運動服を着た白髪の女の子とおしゃれなピンク色の髪の女の子が一緒に歩道を歩く。
あちこち見回しながら、駅の近くの店を探しているけど、あのライブハウスは一体どこにあるんだろうな。
「リリス様、手紙によってあのライブハウスはこの辺りにあるはずですよね?」
「うん、近くに探してみよう」
「見て!あれがあの店じゃないですか?」
サファイアが指さしたその店は、外観にエスエフな要素があって、暗い色が主題のサイバーパンクなスタイルで一目で忘れられない感じがする。
でもまだ開店していないから、電気もついていないし、玄関にはお祝いの花輪がいろいろ置いている。
二人は店の外でしばらくうろうろしてみたけど、ドアは開いていない。
「リリス様、ドアに鍵がかかっていますね。もしかして誰もいないかしら」
「大家のやつ、ふざけてんの。
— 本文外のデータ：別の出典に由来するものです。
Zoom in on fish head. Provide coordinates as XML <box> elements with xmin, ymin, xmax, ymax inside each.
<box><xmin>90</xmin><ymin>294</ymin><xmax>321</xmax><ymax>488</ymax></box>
昼に来るように言ったのに…」
「もしかしたら時間を間違えたのかもしれませんよ?」
「待って、もう準備してたんだ。見ろ!この鍵をこじ開ければ入れるじゃん。アパートの鍵を忘れたときはいつもヘアピンで開けてる」
「いいアイデアですね!さすがリリス様!」
「へへ~まあね、私が本気を出せばこんな程度の鍵なんて問題なし」
リリスは言って本当に鍵をこじ開け始めた。
サファイアは隣で熱心に鍵をこじ開けるリリス様を見ていて、汗をかいた彼女に時々両手で扇いで涼しくしてあげる。
気づかないうちに人だかりができていて、みんなこの二人の女の子を見ている。中には携帯で写真を撮ったり、話し合ったりしている人もいるし。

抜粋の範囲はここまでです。